There are difficulties in a laser system with SBS, particularly when multiple SBS cells are used in series for a high-power laser system. As the pulse is reflected from the SBS cell, the temporal pulse shape is deformed so that the reflected SBS wave has a steep rising edge (Shen, 2003). If SBS cells are used in series, the rising edge of the pulse becomes steeper and can cause an optical breakdown in the optical components. For the SBS-PCM, the steep rising edge leads to low reflectivity and low fidelity of the phase conjugated wave in the SBS medium (Dane et al., 1992). Thus, a suitable technique is needed to preserve the temporal waveform of the reflected SBS wave (Kong et al., 2005d).

Figure 10.

a) Proposed system for preserving a temporal SBS pulse shape; (b) experimental setup for this experiment: O, Nd3+:YAG laser oscillator; P, linear polarizer; HWPs, half-wave plates; PBSs, polarizing beam splitters; ISO, Faraday isolator; FR, Faraday rotator; QWPs, quarter-wave plates; PC, Pockels cell; Ms, full mirrors; W, wedge; L, convex lens (f=15 cm); PDs, photodiodes; SBS cell (FC-75, 30 cm long).

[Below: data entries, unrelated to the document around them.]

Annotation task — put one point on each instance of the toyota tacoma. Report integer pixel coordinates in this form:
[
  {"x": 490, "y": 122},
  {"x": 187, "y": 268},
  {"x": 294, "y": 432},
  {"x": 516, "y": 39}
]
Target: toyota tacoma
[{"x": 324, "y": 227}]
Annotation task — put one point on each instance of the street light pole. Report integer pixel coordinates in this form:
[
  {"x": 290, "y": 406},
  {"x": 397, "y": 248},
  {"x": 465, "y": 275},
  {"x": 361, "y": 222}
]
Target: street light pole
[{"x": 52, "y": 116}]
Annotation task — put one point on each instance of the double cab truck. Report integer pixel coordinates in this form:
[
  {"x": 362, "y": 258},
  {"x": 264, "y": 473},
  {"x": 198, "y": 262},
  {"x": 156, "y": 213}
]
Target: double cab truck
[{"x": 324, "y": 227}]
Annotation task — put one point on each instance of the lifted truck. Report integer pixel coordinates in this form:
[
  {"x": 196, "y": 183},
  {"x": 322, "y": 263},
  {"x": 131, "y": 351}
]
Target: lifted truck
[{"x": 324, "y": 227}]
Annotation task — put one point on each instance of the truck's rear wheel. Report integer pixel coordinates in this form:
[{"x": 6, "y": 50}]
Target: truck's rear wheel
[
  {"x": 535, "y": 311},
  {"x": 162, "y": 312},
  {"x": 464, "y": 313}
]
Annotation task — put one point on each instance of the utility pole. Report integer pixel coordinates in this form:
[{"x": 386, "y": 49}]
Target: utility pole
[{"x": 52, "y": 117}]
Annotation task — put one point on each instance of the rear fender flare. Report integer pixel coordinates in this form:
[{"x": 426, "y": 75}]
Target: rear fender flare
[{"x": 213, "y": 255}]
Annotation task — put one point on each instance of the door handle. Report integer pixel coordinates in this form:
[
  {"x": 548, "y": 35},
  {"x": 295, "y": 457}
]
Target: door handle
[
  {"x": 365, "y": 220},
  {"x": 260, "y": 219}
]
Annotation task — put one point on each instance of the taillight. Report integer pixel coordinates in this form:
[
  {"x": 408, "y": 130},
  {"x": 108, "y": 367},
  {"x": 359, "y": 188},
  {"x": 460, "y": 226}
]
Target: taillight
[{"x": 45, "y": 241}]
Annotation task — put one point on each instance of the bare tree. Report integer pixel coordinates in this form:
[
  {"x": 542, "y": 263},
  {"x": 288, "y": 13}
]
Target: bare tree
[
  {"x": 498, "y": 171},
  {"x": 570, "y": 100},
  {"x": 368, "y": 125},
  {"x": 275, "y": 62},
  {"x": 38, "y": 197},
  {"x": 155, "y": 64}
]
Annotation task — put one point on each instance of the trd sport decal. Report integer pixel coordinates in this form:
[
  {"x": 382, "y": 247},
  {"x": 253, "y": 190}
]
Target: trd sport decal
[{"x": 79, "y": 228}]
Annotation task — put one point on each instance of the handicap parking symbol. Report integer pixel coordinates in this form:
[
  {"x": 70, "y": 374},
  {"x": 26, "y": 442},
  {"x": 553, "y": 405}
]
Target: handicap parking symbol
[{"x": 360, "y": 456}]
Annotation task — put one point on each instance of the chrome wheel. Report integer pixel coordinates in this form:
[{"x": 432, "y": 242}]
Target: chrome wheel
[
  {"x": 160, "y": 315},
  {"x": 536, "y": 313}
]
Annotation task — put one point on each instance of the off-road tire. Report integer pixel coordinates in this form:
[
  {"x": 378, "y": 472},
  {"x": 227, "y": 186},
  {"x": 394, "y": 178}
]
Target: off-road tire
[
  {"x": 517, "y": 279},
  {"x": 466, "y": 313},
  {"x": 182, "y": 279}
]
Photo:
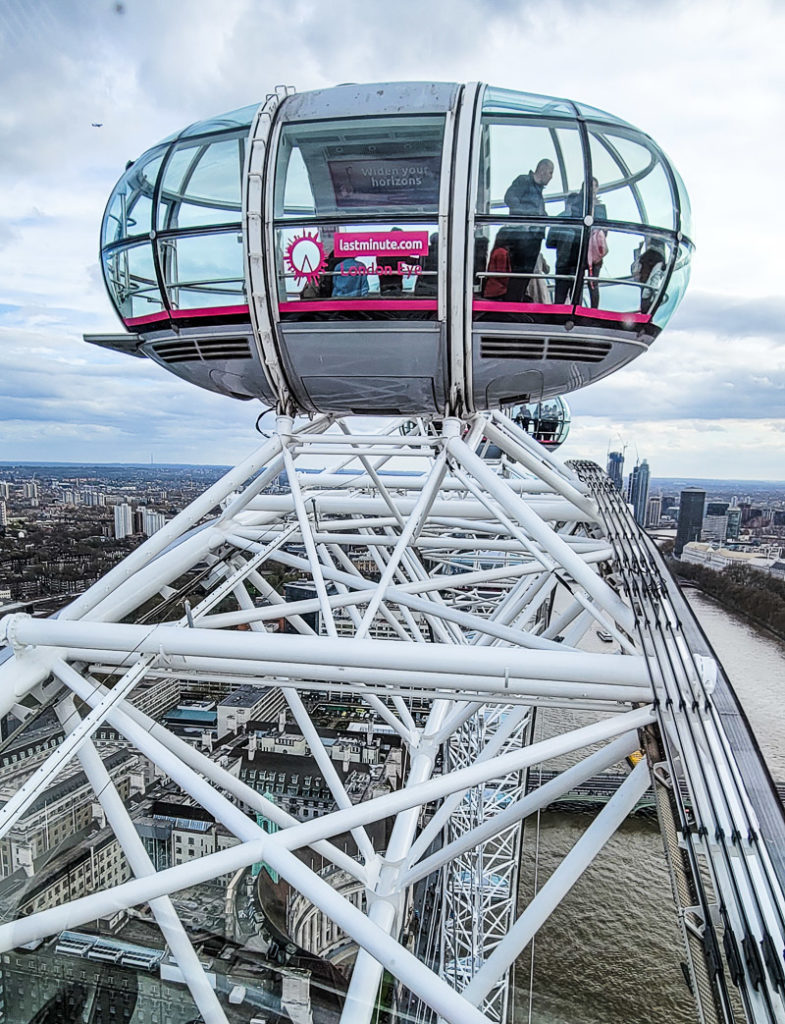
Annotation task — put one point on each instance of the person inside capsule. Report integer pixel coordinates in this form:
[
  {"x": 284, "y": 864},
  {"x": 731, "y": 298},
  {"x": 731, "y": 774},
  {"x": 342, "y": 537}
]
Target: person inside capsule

The loss of the front part of the pumping energy to create the acoustic Brillouin grating is one of the main causes of the deformation. As a solution, the prepulse technique can be used to maintain the temporal waveform. In this scheme, the incident wave is divided into two pulses, the prepulse and the main pulse, and the prepulse is sent to the SBS medium before the main pulse with some delay. When the prepulse is injected before the main pulse, the main pulse can be reflected by means of a preexisting acoustic grating and the reflected pulse waveform can be preserved.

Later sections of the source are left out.